The children love to use cars, imitate the different sounds of cars, and speak about cars. We set up a provocation for them with cars. It provided them with paint in primary colors, cars, and a round table with butcher paper to see what they would do. With a Reggio Emilia based curriculum, the learning experience is not organized the same way as a traditional teacher-led classroom where the teacher plans activities ahead of time. The Reggio learning environment is designed in such fashion that the curriculum is developed through the children’s interests. The expressive arts are heavily integrated into the program to demonstrate cognitive, social, and language development. In this provocation we observed the children’s interest in cars, which led us to pursue their inquiries further by incorporating loose parts materials such as primary colors and paper with the cars.
In this provocation the children automatically began dipping the cars into the paint, pressing down onto them with the butcher paper. As the children did this they used their hands with the car to move the object across the butch paper in circular motions. This created circles onto the paper and at the same time the children were making sounds of the cars. By doing this, the children sharpened their fine motor skills, demonstrated their knowledge of shapes and practiced dialogue by creating car sounds. According to Martha Giraldo-Rockaway, “If children are placed in an environment that fosters happiness, learning occurs in a very natural way.” Because the children were playing with cars, an object of interest with open-ended materials the children were more attentive to what they were learning and in doing so it felt natural to them –as learning should be.

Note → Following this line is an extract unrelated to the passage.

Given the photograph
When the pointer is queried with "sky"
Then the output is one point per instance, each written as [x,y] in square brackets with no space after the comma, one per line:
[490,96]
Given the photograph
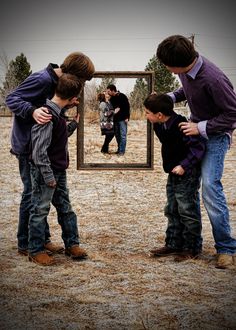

While the children explored with the cars they realized they were using one color on top of another and were creating secondary colors. They began discussing the colors being made and recognizing which 2 primary colors made a new secondary color. The children not only learned about color theory but they demonstrated their knowledge to create a hypothesis, experiment, and observe the results. Typically one would think that creating a hypothesis, experimenting, and observing results is only relevant to scientific method but each of these skills are in fact quite versatile and can be applied to different contexts. By creating a hypothesis the children were inquiring about the world around them and by playing with the cars and primary colored paints the children explored and observed the different colors the primary colors created. These are necessary skills that the children will continue to use and by practicing these skills at a young age will help them become highly intelligent, insightful, and creative adults in any career.
The children were thrilled to see how the wheels and paint created all these “lines” that they later called “tracks”. It’s very important to note that in these discoveries the children discussed their observations aloud amongst their peers, demonstrating their ability to communicate well with others. In doing so they established vocabulary and developed their social skills even more. The children enjoyed the simple premise that they were allowed to experiment in a way they wanted to. We don’t limit the children to learning one way –we encourage learning in any way possible!
“Children need the freedom to appreciate the infinite resources of their hands, their eyes, and their ears, the resources of forms, materials, sounds and colors.”